Vladimir Putin, Alexei Navalny, and journalism’s power to drive protest

January 26, 2021
 

Last August, Alexei Navalny—the Russian opposition leader and scourge of Vladimir Putin—was poisoned, and fell into a coma. Authorities initially refused to let Navalny leave the country for treatment—in order to hide evidence, his supporters surmised—but friends eventually managed to get him to Germany, where he stayed for months to convalesce. Recently, he made an announcement: he was coming home. A little more than a week ago, he boarded a flight for Moscow with a bevy of eager journalists and a few bemused onlookers. The plane was scheduled to land at Vnukovo airport, where a crowd of Navalny’s supporters and yet more journalists had gathered. But at the last minute, Russian officials rerouted the flight to the nearby Sheremetyevo airport, blaming weather conditions for the switch. (“Obviously,” Anton Troianovski, Moscow correspondent for the Times, said, “no one believes that.”) Upon landing, Navalny was able to briefly address the press and the millions of people watching him online, until police officers showed up and arrested him. Officially, his stay in Germany had violated the terms of a six-year-old parole agreement.

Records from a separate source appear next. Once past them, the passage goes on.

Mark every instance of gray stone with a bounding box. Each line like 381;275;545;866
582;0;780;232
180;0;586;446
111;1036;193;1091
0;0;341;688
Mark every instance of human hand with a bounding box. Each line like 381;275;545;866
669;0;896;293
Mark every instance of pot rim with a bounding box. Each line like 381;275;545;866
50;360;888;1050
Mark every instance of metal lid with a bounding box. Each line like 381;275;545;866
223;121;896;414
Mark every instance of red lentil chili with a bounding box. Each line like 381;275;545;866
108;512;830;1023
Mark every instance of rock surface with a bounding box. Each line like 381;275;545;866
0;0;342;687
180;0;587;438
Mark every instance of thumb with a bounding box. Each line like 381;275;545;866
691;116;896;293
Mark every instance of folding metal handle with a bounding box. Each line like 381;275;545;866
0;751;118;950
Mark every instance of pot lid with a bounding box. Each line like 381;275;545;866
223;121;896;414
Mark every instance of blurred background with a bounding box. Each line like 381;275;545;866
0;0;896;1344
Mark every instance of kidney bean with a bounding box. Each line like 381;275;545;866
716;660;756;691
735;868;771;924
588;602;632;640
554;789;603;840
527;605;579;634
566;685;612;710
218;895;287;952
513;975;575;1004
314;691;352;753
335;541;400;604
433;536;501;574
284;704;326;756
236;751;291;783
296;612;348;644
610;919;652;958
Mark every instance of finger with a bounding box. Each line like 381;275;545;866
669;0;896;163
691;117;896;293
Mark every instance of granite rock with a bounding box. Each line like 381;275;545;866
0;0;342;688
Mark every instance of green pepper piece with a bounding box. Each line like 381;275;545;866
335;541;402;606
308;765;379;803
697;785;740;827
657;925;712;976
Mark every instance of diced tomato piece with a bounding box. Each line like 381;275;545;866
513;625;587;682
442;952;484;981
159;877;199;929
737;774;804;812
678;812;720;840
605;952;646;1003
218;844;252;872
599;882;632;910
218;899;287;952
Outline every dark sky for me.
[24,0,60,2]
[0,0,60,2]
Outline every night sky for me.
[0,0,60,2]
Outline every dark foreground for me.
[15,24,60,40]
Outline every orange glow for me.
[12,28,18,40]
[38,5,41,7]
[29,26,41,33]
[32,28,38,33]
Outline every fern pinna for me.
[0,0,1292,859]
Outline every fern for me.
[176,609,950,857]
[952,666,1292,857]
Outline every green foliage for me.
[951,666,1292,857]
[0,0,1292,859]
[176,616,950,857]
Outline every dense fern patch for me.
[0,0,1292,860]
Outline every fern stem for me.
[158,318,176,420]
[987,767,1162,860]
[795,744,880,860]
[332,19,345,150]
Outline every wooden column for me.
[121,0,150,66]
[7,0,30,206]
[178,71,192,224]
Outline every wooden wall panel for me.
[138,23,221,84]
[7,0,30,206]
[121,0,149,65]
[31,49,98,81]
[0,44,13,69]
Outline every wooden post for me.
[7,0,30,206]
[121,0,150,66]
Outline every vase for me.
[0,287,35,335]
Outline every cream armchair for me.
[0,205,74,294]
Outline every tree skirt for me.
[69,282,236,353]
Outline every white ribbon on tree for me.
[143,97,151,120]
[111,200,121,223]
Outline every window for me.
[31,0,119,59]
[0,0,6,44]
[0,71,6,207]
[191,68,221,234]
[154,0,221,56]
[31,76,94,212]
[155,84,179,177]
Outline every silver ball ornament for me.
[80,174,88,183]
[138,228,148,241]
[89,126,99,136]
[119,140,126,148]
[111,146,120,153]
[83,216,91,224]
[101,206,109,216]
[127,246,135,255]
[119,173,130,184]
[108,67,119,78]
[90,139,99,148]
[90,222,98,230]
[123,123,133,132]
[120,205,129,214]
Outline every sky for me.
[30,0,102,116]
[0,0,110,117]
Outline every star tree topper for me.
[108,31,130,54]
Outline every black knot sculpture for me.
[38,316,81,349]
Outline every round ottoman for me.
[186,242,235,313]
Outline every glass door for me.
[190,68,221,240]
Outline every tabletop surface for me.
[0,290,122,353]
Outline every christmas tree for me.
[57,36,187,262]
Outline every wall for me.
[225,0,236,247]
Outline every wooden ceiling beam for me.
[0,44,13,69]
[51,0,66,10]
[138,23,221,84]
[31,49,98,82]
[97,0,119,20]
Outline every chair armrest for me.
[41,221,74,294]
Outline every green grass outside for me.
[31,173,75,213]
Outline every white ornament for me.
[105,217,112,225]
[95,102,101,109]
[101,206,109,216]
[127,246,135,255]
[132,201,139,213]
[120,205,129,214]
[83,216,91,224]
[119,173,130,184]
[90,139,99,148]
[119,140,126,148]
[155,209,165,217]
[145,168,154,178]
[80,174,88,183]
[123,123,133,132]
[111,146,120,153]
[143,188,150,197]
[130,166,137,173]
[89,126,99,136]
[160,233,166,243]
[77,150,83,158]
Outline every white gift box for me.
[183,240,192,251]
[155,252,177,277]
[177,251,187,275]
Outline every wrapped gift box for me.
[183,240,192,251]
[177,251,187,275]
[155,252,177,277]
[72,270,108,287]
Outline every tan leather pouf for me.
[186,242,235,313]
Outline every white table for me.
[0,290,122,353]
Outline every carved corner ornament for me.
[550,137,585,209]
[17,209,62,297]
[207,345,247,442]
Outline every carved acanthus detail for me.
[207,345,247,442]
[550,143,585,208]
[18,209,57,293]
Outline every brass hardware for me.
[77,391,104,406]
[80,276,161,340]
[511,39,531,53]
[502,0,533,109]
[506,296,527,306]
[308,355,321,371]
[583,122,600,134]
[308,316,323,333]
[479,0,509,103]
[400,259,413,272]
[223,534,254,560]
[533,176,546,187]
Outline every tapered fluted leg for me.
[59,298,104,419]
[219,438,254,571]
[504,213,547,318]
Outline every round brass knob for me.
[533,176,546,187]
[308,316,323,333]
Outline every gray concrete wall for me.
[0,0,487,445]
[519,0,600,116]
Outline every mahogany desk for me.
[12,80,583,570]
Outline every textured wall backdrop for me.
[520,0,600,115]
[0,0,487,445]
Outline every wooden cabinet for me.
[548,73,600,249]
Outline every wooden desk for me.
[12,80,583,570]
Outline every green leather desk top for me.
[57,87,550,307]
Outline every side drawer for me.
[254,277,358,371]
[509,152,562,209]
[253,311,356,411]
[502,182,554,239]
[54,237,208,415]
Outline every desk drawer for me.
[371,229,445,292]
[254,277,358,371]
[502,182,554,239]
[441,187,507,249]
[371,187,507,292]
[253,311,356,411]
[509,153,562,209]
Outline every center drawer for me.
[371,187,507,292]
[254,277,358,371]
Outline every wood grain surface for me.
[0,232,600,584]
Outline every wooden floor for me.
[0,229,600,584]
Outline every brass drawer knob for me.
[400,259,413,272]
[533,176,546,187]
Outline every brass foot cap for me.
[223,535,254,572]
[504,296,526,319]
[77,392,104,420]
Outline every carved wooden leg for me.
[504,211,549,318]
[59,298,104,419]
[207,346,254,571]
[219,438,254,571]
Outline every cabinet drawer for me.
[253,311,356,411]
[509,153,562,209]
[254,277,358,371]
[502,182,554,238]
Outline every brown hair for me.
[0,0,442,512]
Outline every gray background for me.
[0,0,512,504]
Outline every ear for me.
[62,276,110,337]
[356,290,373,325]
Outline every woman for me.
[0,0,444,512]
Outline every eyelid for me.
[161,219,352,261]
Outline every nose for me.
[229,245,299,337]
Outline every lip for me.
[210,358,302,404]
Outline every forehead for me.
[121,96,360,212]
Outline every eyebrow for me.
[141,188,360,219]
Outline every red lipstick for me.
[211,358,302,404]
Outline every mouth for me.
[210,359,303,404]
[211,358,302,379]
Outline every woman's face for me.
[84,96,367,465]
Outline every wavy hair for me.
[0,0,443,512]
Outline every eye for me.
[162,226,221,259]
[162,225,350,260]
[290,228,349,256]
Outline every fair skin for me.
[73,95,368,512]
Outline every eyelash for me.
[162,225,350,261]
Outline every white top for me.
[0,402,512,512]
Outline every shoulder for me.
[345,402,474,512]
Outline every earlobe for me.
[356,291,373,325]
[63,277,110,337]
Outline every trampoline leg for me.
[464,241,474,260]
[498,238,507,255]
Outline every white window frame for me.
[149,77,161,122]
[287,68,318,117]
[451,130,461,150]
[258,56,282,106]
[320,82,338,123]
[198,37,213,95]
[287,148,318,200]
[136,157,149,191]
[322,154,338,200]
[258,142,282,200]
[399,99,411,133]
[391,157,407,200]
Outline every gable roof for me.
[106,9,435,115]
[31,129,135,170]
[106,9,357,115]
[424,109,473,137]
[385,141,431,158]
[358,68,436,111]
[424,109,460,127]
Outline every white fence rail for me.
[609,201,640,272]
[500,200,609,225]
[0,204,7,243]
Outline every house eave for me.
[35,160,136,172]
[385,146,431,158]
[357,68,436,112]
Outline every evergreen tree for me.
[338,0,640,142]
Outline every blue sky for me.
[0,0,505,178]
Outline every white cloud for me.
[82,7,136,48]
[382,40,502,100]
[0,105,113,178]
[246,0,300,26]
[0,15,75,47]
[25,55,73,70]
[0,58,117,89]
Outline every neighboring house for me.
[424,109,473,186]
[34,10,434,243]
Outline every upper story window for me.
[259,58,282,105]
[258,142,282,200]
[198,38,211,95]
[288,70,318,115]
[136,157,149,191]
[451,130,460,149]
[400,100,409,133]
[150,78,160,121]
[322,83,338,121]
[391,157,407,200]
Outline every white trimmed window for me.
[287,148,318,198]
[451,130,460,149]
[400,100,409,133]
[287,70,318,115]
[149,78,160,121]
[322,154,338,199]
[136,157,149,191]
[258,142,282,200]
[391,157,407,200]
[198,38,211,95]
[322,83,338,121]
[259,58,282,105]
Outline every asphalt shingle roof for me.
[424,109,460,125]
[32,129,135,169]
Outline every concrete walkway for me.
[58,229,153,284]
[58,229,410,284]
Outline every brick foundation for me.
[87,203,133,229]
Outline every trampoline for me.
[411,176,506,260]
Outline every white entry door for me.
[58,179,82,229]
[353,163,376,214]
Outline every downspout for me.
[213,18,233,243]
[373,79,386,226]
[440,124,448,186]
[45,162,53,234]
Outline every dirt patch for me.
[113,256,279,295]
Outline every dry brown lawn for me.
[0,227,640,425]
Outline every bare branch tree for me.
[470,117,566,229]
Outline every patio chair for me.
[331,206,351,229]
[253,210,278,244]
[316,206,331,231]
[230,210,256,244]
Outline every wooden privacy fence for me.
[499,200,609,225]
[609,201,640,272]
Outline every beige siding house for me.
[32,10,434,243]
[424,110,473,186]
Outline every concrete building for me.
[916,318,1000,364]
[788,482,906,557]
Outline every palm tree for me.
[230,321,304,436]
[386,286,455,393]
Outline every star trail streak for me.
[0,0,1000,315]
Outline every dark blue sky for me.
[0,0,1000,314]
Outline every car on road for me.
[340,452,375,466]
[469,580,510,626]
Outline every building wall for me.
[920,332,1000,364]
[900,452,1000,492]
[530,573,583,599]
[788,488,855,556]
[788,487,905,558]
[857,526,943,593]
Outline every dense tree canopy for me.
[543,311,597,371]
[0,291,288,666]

Before Navalny was incarcerated, he was able to record a video message urging opponents of Putin’s rule to take to the streets in protest. On Saturday, they did just that—turning out in huge numbers, across Russia, for what would prove to be the country’s biggest day of demonstrations in at least four years. In Moscow, some protesters threw snow at police—a daring act, videos of which blanketed social media and topped news bulletins around the world. “If there was one incident that suggested the significance of Saturday’s protests, it was probably the footage of the riot police in Moscow looking lost and disoriented as a crowd blitzed them with snowballs,” Alexey Kovalev, an editor at Meduza, an independent newsroom based in neighboring Latvia, wrote in an op-ed for the Times. “These protests, summoned by an imprisoned opposition leader and undertaken against the government’s warnings, are a significant development. After years of relative calm, Russia is restive once more.” Nationwide, police arrested nearly four thousand people.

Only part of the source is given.